What are the energy use reporting requirements?
The ESRS E1 standard mandates detailed reporting on energy consumption, distinguishing between fossil and renewable sources. For fossil fuels, companies must report consumption of coal, crude oil, natural gas, other non-renewable sources, nuclear products, and purchased electricity/heat from non-renewable sources. For renewables, the reporting includes fuel consumption from renewable sources, purchased electricity/heat from renewable sources, and self-generated non-fuel renewable energy. Additionally, if applicable, non-renewable and renewable energy production in MWh must be detailed. For high climate impact sectors, there’s a requirement to link energy consumption with finance by providing information on total energy consumption per net revenue.
What are the emissions reporting requirements?
Companies are required to disclose scope 1, 2, and 3 emissions. Scope 1 data provides insight into emissions regulated under trading schemes. Scope 2 data shows whether energy is externally purchased. Scope 3 data reveals emissions occurring in the supply chain. Disclosures must include all assumptions and uncertainties, particularly for scope 3 emissions. Data must be reported in metric tonnes of CO2 equivalent. For scope 2, both location-based and market-based emissions must be reported. Emissions per net revenue must also be disclosed, aligning with financial reporting.
What are the requirements for reporting GHG removals?
Companies must disclose any greenhouse gas removals they have developed, including carbon storage activities. This section also covers reductions or removal projects outside the value chain, such as voluntary carbon offsets. This is particularly relevant for organisations with net-zero targets.

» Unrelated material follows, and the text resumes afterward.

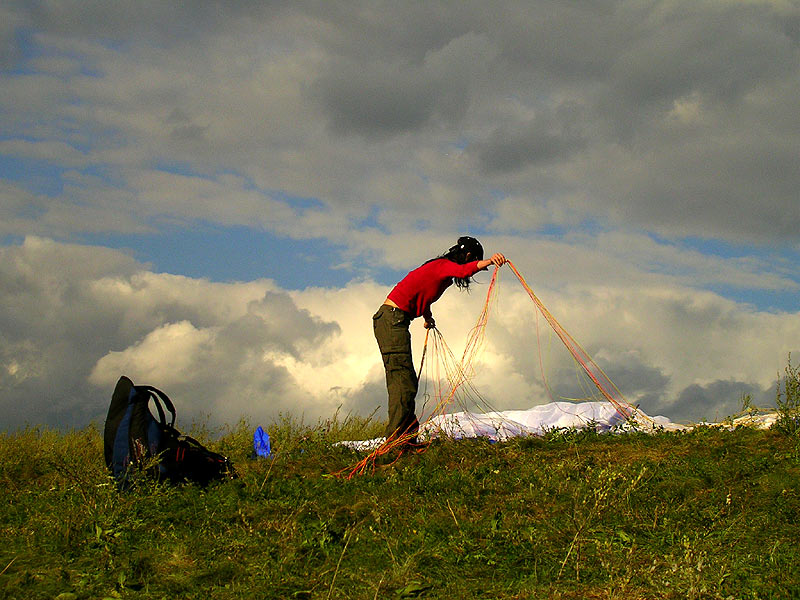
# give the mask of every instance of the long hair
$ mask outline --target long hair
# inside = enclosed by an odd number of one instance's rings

What is the significance of internal carbon pricing?
The standard requires companies to detail whether they use an internal carbon price and how it supports decision-making and incentivises climate-related targets. Various details about the scheme, such as the type, application, and critical assumptions, must be disclosed.
What are the financial effects disclosure requirements?
Companies must provide information on how physical and transition risks, as well as climate-related opportunities, influence cash flows, performance, position, development, cost of capital, and access to finance. This includes details on assets at material physical risk and the carrying value of real estate assets by energy efficiency classes. Expected cost savings from mitigation and adaptation actions and changes to net revenue from low-carbon products and services must also be reported.
All data, including energy consumption and emissions, must be reported in a manner consistent with financial reporting standards. This ensures clarity on which emissions and energy use are associated with specific revenue streams. Emissions data must be reported in metric tonnes of CO2 equivalent to avoid confusion with imperial tons.